ALLOCUTION OFFICIELLE 14emes journées CSH-SNPHPU MARSEILLE 2019 Pr Pascal Le Corre – Président du SNPHPU

Article créé le
25/09/2019
-
modifié le 25/09/2019

ALLOCUTION OFFICIELLE 14emes journées CSH-SNPHPU Marseille 2019

 

Pr Pascal Le Corre – Président du SNPHPU

 

Messieurs les Présidents,

Cher(e)s collègues, cher(e)s ami(e)s,

 

 

Introduction

 

Un petit clin d'œil avant mon discours.

Au CNG il y a eu du mouvement cet été, puisque Mme Danielle Toupiller a fait valoir ses droits à la retraite et a quitté ses fonctions à la direction du CNG, fonction qu'elle occupait depuis 2007. Il nous faut saluer l'esprit d'ouverture et d'écoute continu qu'elle a témoigné quand nous l'avons sollicitée et la remercier de sa présence régulière et amicale à nos journées CSH. Elle est remplacée par Mme Ève Parier à compter du 1er septembre, qui n'a pu répondre favorablement à notre invitation en raison d'un agenda un peu tendu du fait de sa prise de fonction récente. Nous espérons vivement avoir l'écoute que nous avions auprès de Danielle Toupiller et sa présence pour les CSH futures.

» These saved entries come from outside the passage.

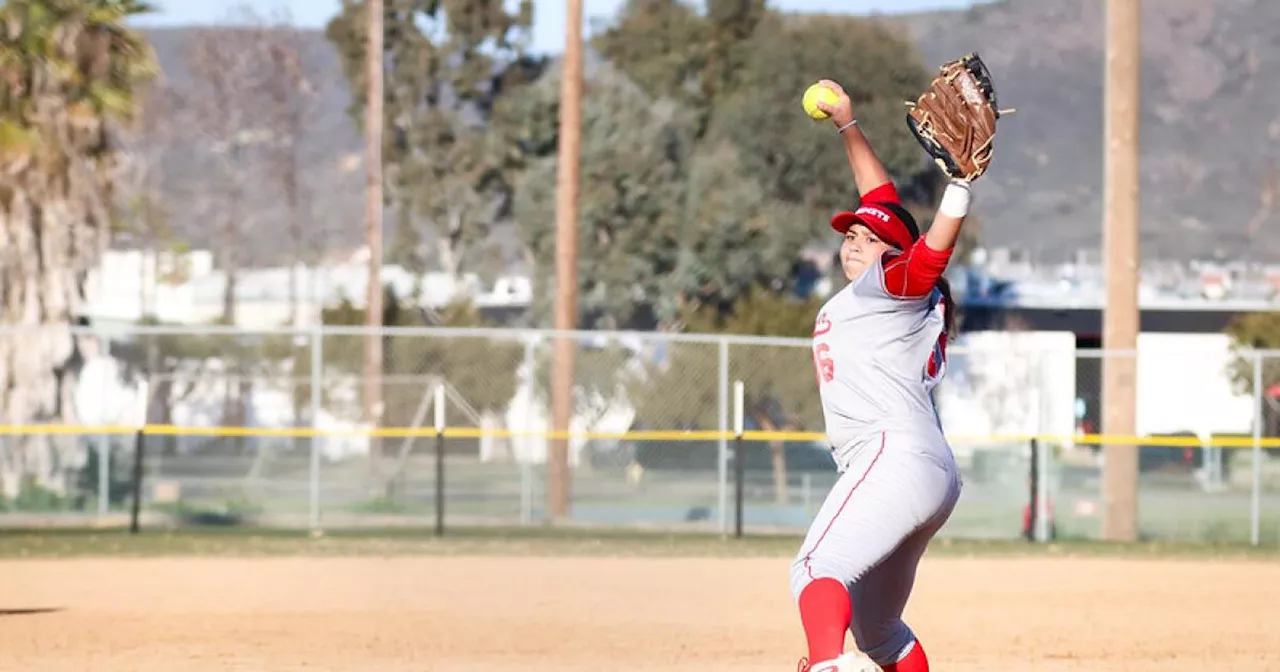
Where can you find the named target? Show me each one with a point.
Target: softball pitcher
(880, 348)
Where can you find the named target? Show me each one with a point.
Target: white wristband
(955, 200)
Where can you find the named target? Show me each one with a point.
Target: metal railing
(269, 426)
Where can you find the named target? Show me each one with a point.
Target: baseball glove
(955, 118)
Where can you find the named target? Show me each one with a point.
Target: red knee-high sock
(915, 661)
(824, 612)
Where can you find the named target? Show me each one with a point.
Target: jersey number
(823, 364)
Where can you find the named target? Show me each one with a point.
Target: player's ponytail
(949, 307)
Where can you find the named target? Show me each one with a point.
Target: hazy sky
(548, 14)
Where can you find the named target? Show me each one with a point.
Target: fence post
(439, 460)
(104, 474)
(1031, 533)
(1256, 504)
(104, 457)
(722, 460)
(526, 465)
(316, 382)
(140, 425)
(739, 457)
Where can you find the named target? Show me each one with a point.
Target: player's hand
(842, 112)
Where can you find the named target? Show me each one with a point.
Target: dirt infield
(577, 613)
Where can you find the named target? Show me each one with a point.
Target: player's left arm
(917, 270)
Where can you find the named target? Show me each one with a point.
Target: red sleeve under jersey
(915, 272)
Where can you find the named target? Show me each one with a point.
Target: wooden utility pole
(1120, 246)
(566, 261)
(374, 223)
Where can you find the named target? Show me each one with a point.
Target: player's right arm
(868, 170)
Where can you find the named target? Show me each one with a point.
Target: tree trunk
(41, 286)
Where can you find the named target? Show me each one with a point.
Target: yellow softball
(814, 95)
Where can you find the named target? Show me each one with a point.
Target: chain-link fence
(284, 428)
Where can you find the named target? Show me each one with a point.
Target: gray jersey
(878, 359)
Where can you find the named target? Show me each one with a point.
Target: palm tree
(69, 71)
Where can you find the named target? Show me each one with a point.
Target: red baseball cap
(883, 214)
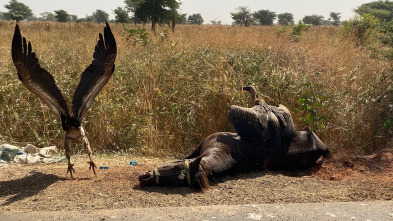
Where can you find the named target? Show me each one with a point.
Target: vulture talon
(71, 170)
(92, 166)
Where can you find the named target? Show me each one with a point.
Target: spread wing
(263, 123)
(36, 79)
(96, 75)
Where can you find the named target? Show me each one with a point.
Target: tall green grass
(167, 95)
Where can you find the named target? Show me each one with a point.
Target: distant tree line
(163, 12)
(244, 17)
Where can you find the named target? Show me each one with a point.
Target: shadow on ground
(27, 186)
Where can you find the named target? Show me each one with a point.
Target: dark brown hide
(225, 153)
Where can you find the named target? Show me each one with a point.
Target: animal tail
(196, 152)
(202, 180)
(327, 154)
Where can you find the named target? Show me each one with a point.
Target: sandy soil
(344, 178)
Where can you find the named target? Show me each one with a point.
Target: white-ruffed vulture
(41, 83)
(264, 124)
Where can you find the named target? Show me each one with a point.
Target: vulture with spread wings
(264, 124)
(41, 83)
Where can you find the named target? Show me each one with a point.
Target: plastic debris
(28, 155)
(133, 163)
(29, 148)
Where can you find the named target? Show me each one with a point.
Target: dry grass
(166, 96)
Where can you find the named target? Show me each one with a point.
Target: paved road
(378, 210)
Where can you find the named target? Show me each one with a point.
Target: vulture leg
(86, 144)
(67, 148)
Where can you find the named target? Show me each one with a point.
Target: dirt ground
(344, 178)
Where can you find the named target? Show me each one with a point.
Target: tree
(121, 15)
(242, 16)
(264, 17)
(100, 16)
(285, 18)
(62, 16)
(47, 16)
(383, 10)
(183, 19)
(214, 22)
(131, 6)
(74, 18)
(157, 11)
(335, 18)
(18, 10)
(174, 17)
(195, 19)
(313, 19)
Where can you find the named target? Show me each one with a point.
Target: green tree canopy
(195, 19)
(182, 19)
(383, 10)
(242, 16)
(285, 18)
(47, 16)
(157, 11)
(62, 16)
(18, 10)
(264, 17)
(335, 18)
(100, 16)
(131, 6)
(313, 19)
(121, 15)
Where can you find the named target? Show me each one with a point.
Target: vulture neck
(254, 98)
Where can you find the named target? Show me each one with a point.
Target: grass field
(169, 93)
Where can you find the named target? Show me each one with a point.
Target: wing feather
(36, 79)
(96, 75)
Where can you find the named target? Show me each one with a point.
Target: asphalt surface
(376, 210)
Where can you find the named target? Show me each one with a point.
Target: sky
(218, 10)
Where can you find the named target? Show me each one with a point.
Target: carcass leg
(67, 148)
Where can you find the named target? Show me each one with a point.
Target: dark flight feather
(36, 79)
(96, 75)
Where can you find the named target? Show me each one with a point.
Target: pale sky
(209, 9)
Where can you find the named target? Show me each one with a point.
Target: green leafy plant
(137, 36)
(310, 101)
(362, 27)
(297, 30)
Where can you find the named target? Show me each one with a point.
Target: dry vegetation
(168, 94)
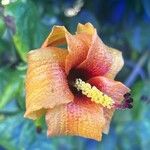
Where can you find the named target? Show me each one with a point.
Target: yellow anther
(94, 94)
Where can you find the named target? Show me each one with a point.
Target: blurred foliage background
(123, 24)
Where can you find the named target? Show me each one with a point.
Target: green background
(123, 24)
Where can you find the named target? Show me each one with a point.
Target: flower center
(93, 93)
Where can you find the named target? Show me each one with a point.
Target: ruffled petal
(46, 81)
(98, 60)
(78, 46)
(117, 63)
(56, 36)
(112, 88)
(80, 118)
(85, 28)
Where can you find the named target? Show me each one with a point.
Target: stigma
(94, 94)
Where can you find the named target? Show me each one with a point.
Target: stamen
(94, 94)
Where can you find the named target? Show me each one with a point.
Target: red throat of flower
(74, 87)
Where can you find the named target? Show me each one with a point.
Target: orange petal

J'aimerais partager avec vous quelques réflexions sur des sujets qui nous touchent.

 

Le décret PUI

 

Nous l'attendions … il est arrivé le 21 mai 2019 (Décret relatif aux pharmacies à usage intérieur no 2019-489) après une gestation un peu longue (l'Ordonnance PUI date de décembre 2016).

 

Pour celles et ceux qui l'ont lu en détail (j'imagine évidemment que c'est le cas de toutes et tous les collègues), vous avez noté que ce n'est pas une révolution en soi pour nos missions et nos activités. Je ne vais pas reprendre ici en détail le décret, nous en avons discuté hier en AG, mais faire quelques commentaires.

 

Vous avez noté, qu'en cohérence avec l'ordonnance de 2016 qui a introduit la pharmacie clinique dans le corpus de nos textes, le décret liste 5 actions de pharmacie clinique et on ne peut que s'en féliciter.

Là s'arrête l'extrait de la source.